Dans les débris de la bibliothèque d'Alexandrie, dans ceux de l'Atlantide, dans les temples de Babylone, au creux de la comète d'Adonis, dans toutes ces choses qui furent dévastées à cause de cette connaissance, se trouvent des archives qui parlent d'une légende. Ces écrits, héritages d'antiques nations, alimenta pendant des siècles la curiosité de plus d'un explorateur, à la recherche du secret dissimulé en ces pages qui essayaient tant bien que mal d'interpréter le message codé. La Bible en parle encore, la Pierre noire de la Kaaba le dit également dans ses sillons sacrés.
Nous ne sommes pas seuls.
Nous sommes la copie d'une copie, qui elle même l'est d'une autre, et ainsi de suite, à la puissance dix, mille, ou même à l'infinité. Chaque choix, chaque geste créé une nouvelle réalité.

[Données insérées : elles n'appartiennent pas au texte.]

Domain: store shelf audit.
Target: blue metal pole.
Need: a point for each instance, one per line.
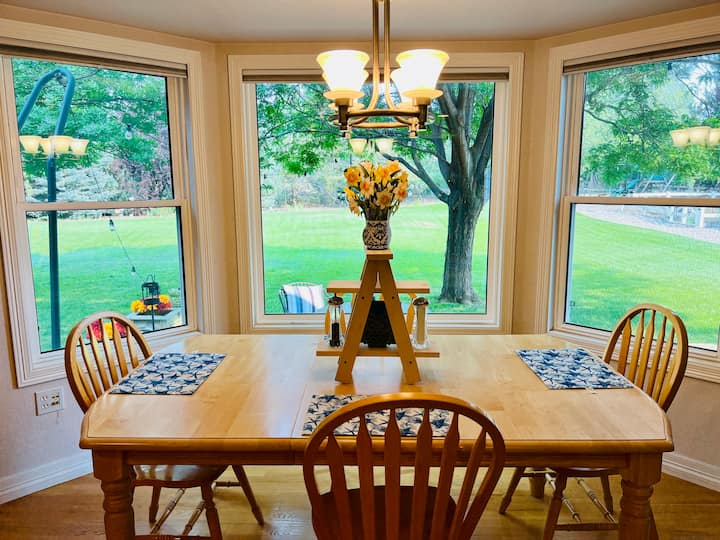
(50, 173)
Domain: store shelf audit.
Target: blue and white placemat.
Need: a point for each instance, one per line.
(169, 373)
(571, 368)
(409, 420)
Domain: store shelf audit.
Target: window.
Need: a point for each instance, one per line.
(305, 217)
(640, 211)
(97, 200)
(300, 229)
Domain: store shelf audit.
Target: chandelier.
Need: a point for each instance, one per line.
(415, 81)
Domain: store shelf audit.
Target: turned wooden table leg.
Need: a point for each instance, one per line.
(115, 479)
(537, 484)
(637, 480)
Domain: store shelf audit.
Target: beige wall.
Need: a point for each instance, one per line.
(29, 444)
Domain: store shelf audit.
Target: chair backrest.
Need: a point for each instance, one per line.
(302, 297)
(99, 351)
(650, 345)
(450, 518)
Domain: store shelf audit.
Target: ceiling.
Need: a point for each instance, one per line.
(327, 20)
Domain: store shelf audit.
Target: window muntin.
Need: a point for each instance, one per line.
(308, 234)
(114, 208)
(660, 202)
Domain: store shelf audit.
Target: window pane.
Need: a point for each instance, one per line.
(104, 257)
(309, 234)
(629, 119)
(626, 255)
(122, 116)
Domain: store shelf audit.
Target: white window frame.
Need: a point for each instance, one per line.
(505, 160)
(565, 96)
(32, 366)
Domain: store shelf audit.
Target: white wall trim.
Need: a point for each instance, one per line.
(49, 474)
(692, 470)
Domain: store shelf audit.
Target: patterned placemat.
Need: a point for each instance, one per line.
(562, 369)
(169, 373)
(409, 420)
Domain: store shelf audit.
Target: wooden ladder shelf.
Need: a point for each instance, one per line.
(377, 276)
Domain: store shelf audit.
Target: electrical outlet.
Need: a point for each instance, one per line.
(50, 400)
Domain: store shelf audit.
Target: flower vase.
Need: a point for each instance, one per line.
(376, 234)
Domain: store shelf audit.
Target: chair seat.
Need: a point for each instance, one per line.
(176, 476)
(328, 502)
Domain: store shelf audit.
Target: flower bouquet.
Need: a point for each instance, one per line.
(142, 306)
(375, 191)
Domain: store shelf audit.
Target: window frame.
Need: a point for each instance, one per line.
(501, 241)
(184, 103)
(562, 154)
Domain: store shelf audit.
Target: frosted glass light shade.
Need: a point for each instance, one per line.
(78, 146)
(699, 134)
(30, 143)
(680, 137)
(384, 146)
(358, 145)
(61, 143)
(422, 68)
(344, 69)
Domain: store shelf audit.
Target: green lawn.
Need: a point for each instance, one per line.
(614, 266)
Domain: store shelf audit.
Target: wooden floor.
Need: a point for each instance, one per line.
(74, 510)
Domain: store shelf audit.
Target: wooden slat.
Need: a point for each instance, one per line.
(392, 477)
(366, 478)
(423, 456)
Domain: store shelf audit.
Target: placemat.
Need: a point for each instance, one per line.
(562, 369)
(169, 373)
(409, 420)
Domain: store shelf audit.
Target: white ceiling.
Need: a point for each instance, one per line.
(326, 20)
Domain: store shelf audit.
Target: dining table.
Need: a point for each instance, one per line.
(252, 408)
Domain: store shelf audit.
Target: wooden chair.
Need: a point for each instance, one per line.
(425, 510)
(650, 346)
(99, 351)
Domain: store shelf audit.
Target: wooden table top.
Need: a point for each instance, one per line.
(256, 400)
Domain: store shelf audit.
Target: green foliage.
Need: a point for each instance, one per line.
(629, 112)
(123, 114)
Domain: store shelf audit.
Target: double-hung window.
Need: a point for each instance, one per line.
(640, 207)
(94, 197)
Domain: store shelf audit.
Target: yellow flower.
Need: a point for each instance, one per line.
(367, 187)
(384, 198)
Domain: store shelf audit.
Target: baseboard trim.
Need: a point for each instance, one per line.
(56, 472)
(692, 470)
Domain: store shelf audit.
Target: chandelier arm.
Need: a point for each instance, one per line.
(376, 53)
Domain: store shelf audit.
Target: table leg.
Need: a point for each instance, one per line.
(643, 472)
(115, 479)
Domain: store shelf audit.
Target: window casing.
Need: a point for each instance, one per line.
(646, 222)
(504, 180)
(32, 365)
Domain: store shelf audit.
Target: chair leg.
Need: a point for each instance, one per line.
(211, 512)
(154, 503)
(512, 486)
(555, 505)
(607, 494)
(245, 484)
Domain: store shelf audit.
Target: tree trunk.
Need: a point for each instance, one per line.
(457, 275)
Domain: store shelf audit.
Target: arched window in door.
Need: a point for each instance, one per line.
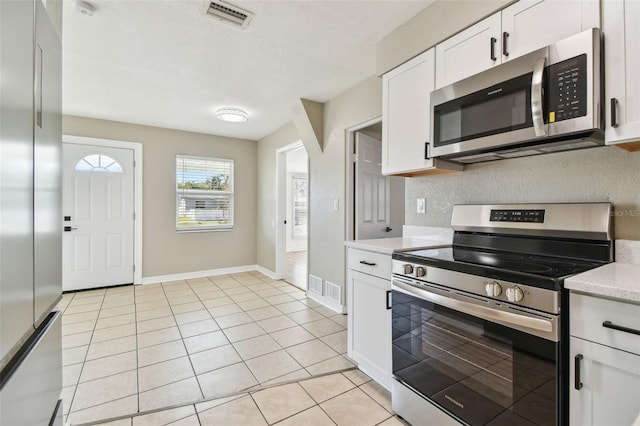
(98, 163)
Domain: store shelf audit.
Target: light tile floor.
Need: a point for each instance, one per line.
(138, 348)
(349, 398)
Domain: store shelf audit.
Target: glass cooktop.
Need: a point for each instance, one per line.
(542, 271)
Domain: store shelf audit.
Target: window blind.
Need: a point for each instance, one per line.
(204, 193)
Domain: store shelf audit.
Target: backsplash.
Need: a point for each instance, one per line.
(597, 174)
(435, 233)
(628, 251)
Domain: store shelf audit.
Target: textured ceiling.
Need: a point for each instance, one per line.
(167, 64)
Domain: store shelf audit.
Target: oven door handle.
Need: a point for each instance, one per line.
(543, 326)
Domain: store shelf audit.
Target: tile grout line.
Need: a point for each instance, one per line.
(135, 321)
(195, 374)
(186, 350)
(247, 288)
(84, 361)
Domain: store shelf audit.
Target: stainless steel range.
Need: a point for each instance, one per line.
(480, 329)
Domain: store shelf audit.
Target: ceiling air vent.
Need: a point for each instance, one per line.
(230, 14)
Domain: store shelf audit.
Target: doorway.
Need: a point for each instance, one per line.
(292, 198)
(101, 195)
(375, 203)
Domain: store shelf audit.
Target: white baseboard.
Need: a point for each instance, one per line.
(325, 301)
(266, 272)
(202, 274)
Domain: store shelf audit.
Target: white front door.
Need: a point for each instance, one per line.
(373, 192)
(98, 214)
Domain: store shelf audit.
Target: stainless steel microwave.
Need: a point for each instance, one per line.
(546, 101)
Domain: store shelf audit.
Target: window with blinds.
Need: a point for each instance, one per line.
(204, 193)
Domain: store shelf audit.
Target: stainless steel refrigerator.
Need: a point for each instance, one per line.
(30, 215)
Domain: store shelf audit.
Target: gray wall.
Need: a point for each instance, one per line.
(327, 180)
(266, 208)
(598, 174)
(166, 252)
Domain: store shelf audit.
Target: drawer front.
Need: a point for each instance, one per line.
(605, 321)
(376, 264)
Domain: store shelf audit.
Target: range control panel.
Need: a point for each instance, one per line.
(534, 216)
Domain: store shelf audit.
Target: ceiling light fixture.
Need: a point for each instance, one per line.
(85, 8)
(232, 115)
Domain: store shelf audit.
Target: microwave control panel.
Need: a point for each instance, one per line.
(567, 89)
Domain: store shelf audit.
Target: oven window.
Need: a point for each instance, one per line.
(481, 372)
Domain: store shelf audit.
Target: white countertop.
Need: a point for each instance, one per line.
(615, 280)
(392, 245)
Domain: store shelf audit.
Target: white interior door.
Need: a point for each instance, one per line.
(374, 201)
(98, 213)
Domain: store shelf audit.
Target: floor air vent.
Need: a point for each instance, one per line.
(230, 14)
(334, 292)
(315, 284)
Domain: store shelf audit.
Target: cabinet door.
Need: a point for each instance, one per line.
(406, 115)
(610, 378)
(622, 63)
(469, 51)
(369, 331)
(528, 25)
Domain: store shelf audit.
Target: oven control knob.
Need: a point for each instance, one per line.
(493, 289)
(514, 294)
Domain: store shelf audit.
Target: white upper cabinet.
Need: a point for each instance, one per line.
(621, 29)
(525, 26)
(406, 118)
(531, 24)
(473, 50)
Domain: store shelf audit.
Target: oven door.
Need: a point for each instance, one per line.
(479, 366)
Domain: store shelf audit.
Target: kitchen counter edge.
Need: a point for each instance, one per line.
(395, 244)
(614, 280)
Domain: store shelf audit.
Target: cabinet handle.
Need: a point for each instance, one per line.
(609, 324)
(505, 37)
(577, 384)
(492, 46)
(614, 109)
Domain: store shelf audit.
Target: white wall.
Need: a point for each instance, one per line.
(166, 252)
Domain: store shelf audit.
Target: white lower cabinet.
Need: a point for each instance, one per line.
(605, 362)
(369, 327)
(607, 390)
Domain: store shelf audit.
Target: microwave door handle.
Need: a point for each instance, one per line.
(536, 98)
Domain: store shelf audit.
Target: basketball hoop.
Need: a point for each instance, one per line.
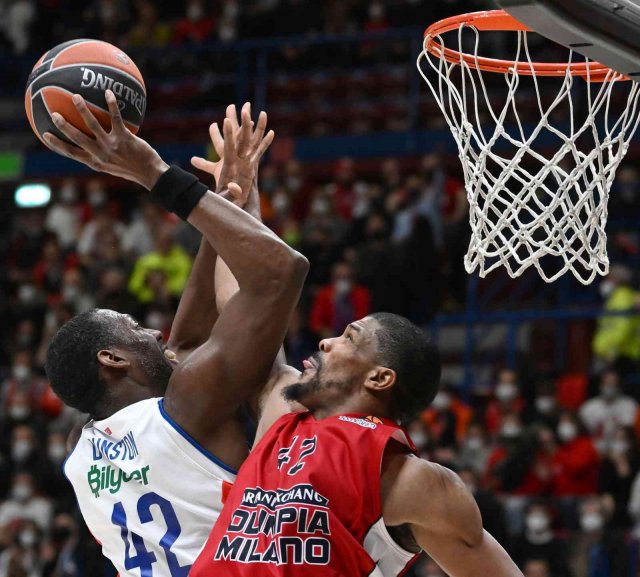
(535, 187)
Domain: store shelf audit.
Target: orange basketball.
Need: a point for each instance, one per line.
(88, 68)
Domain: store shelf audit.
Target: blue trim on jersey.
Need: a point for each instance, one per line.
(192, 441)
(64, 463)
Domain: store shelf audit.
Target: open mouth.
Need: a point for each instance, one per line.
(310, 363)
(170, 356)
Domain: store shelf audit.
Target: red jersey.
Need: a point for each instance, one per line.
(307, 502)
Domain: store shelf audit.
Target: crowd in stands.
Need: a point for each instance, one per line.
(36, 25)
(553, 465)
(552, 460)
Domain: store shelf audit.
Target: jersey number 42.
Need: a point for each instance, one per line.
(144, 559)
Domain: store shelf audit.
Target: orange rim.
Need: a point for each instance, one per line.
(499, 20)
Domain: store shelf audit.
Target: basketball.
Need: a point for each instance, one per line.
(88, 68)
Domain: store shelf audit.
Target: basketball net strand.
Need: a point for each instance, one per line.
(520, 214)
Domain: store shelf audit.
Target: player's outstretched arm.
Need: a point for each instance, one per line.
(443, 517)
(209, 281)
(246, 338)
(268, 403)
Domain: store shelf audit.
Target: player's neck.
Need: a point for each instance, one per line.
(366, 406)
(120, 397)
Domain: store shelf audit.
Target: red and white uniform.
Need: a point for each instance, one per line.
(307, 502)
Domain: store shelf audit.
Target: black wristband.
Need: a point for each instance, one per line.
(178, 191)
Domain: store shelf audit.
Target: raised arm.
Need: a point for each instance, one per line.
(197, 311)
(443, 517)
(244, 341)
(267, 404)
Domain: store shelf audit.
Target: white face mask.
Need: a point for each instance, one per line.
(28, 538)
(567, 431)
(510, 430)
(537, 522)
(97, 197)
(545, 405)
(22, 492)
(442, 401)
(606, 288)
(20, 450)
(342, 286)
(609, 392)
(57, 452)
(20, 372)
(506, 392)
(591, 522)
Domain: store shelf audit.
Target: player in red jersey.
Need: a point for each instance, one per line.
(333, 487)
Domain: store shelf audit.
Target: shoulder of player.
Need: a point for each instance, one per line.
(74, 436)
(418, 492)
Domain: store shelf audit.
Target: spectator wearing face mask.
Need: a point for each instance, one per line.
(63, 216)
(447, 418)
(64, 557)
(576, 461)
(23, 556)
(617, 338)
(604, 414)
(25, 504)
(420, 436)
(538, 541)
(506, 400)
(620, 465)
(491, 509)
(52, 478)
(339, 303)
(597, 550)
(474, 449)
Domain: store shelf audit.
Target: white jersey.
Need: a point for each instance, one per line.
(149, 493)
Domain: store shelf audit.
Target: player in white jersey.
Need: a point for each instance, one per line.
(150, 468)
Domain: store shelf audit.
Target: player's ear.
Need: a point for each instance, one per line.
(112, 359)
(380, 379)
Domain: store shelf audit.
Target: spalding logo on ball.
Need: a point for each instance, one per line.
(88, 68)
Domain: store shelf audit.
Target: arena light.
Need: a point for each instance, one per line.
(32, 195)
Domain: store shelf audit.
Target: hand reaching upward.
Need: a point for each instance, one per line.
(240, 150)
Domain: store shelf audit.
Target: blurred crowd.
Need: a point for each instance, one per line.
(36, 25)
(553, 461)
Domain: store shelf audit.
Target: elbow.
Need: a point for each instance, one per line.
(288, 269)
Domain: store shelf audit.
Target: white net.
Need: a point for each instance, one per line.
(537, 188)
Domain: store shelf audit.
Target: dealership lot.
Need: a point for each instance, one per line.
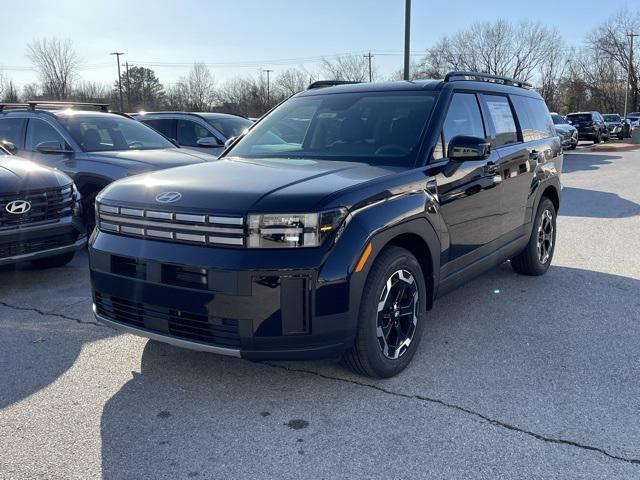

Il existe un de ces lieux qui est bien intriguant, où la guerre n'est que rumeur. Est-ce ses secrets, son Histoire? Ou est-ce pour l'unique raison que c'est la seule des
copies qui n'ait jamais accepté les humains.
Ce monde magnifique se compose de tout ce que l'on pouvait qualifier de "paradis", le Paradis à proprement parlé étant le mystère le plus épais jamais connu. Calendrice, qu'il s'appelle, aussi surnommé Gaia par les anciens grecs et Nibiru ou Marduk par le peuple babylonien.
Au nord, se dresse le pays de Borëa dans les hauts plateaux de l'hiver éternel qui s'élèvent vers la Contrée Oubliée, le Royaume Abandonné des plus grandes, des plus majestueuses, des plus anciennes cités naines, aujourd'hui détruites et abandonnées. De sombres légendes, à son sujet, ont traversé les frontières, mais encore aujourd'hui on dit que les spectres des anciens seigneurs nains seraient devenus des Liches alliées au Sombre Seigneur, maître de Maarken, le Royaume Ténébreux de l'est, siège de la mort et de la terreur, puis vers l'ouest, jusqu'aux forêts tropicales des Terres Infantiles dont les ruines antiques, rappelant celles de nos mayas, abritent des créatures sauvages qu'il vaut mieux ne jamais croiser.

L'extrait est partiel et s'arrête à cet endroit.